Bu grupları, tek bir grup halinde birleştiren şey “güzel ahlak”tan başka bir şey değildir.

Güzel ahlak ise, ibadetlerimizden, en geniş manada şeylerle kurduğumuz ilişkiye kadar her şeyi içine alan bir kavramdır.
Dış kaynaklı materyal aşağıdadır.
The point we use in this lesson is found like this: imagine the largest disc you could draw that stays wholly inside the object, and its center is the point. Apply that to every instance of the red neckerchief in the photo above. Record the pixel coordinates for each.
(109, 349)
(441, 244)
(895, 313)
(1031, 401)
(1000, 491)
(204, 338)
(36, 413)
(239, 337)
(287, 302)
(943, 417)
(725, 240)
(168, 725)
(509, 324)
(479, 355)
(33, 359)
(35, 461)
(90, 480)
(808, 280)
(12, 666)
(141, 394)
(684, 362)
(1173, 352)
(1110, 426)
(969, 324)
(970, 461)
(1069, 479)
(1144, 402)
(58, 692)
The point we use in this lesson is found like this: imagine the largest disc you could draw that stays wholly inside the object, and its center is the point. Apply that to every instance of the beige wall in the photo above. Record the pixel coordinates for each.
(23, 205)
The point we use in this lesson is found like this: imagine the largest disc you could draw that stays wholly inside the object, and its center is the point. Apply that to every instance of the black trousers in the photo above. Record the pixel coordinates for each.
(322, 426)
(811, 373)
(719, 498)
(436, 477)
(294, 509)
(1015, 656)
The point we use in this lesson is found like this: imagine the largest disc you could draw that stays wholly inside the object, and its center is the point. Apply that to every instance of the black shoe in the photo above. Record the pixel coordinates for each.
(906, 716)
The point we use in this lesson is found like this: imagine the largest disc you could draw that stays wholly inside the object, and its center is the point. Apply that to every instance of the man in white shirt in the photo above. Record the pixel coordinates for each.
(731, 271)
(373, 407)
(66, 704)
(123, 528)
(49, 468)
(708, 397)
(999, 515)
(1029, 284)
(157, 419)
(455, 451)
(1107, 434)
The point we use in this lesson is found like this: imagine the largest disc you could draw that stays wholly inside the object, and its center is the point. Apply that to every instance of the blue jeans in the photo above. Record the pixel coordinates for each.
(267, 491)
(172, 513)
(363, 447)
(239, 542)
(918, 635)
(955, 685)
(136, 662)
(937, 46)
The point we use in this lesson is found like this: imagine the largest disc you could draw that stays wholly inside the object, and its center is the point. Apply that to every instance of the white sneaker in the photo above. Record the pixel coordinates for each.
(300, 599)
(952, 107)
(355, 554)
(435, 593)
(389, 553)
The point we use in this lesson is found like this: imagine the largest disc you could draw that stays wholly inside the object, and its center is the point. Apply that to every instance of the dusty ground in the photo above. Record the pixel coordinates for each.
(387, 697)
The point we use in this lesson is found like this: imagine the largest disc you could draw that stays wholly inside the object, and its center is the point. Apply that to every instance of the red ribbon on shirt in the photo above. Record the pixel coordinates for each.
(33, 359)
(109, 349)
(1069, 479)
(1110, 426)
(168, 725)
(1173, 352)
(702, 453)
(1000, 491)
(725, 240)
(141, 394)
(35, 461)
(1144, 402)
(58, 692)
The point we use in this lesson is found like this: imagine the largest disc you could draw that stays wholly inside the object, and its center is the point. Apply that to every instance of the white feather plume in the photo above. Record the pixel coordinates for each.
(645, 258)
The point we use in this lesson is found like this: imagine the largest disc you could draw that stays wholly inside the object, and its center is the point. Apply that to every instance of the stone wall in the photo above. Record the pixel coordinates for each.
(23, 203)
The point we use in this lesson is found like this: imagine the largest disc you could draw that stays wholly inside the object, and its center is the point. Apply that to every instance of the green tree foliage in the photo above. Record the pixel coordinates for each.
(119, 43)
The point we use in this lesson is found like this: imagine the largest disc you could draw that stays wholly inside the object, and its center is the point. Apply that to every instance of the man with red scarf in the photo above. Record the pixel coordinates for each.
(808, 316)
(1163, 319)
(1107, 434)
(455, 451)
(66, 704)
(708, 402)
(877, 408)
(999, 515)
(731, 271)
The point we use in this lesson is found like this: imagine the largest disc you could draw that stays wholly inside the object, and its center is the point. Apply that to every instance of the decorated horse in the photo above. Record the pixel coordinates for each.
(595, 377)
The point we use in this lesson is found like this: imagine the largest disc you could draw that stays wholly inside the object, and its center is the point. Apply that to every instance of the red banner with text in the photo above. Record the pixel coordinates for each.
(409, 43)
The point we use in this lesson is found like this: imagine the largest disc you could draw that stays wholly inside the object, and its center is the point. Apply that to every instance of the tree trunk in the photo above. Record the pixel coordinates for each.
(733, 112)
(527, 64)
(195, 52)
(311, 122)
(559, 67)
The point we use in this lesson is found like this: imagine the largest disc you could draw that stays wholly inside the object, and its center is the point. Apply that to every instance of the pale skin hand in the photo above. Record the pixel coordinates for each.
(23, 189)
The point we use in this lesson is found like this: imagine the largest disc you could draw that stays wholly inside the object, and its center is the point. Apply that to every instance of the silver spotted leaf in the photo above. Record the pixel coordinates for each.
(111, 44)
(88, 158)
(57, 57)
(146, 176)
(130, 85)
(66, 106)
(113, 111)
Çünkü o en başta, Allah’ın hakkını vermekle mukayyettir; O’na kulluk etmek Allah’ın hakkıdır ki, bu nedenle de

“(Ey Muhammed) Şüphesiz sen büyük bir ahlak üzeresin.” (Kalem Suresi, 68:4) İlahi hükmüyle teyit edildiği üzere, güzel ahlakın en mükemmel örneği olan Peygamberimizden ulaşan kimi rivayetlerde İslam ahlakı dinin iliği, özü, esası olarak nitelenmiştir.

Din dediğimiz, Allah ile kulunun (İlah ve meluhunun) vuslatından ibarettir.

Bu belirlemelere yaslanarak “hayra çağıran, iyiliği emredip kötülüğü men eden bir topluluk”u aynı zamanda güzel ahlaklılar topluluğu olarak nitelememizde bir beis yoktur.

Bu manada güzel ahlak sahipleri, bizim idrakinde olduğumuz zamanda da Allah’a, peygamberine ve onun varislerine olan mesafesizlikleriyle, onlara düşman olanlara, onların önerdiği yaşama biçimini göz ardı edenlere karşı belirledikleri kesin bir mesafeyle var olacaklardır.

İslami vasatı bu şekilde belirlediğimizde ve içselleştirdiğimizde, zikredilen gruba mensup olabilme ihtimaliyle, kurtuluşa erme ümidimizi diri tutabileceğimiz gibi, o gruba mensup olmaya kendimizi layık görmesek bile, ona layık olmanın gayretine düşme niyetimizle yine sahih bir istikamete tabi olmanın huzurunu idrak edebiliriz.

Ne demişti İmam İbn Teymiyye:

“Şart olan, mükelleflerin iyilik ve kötülük konusunda bilgi edinmeleridir.”

Bilgi ise, bilenini güzel ahlakın içine çeker.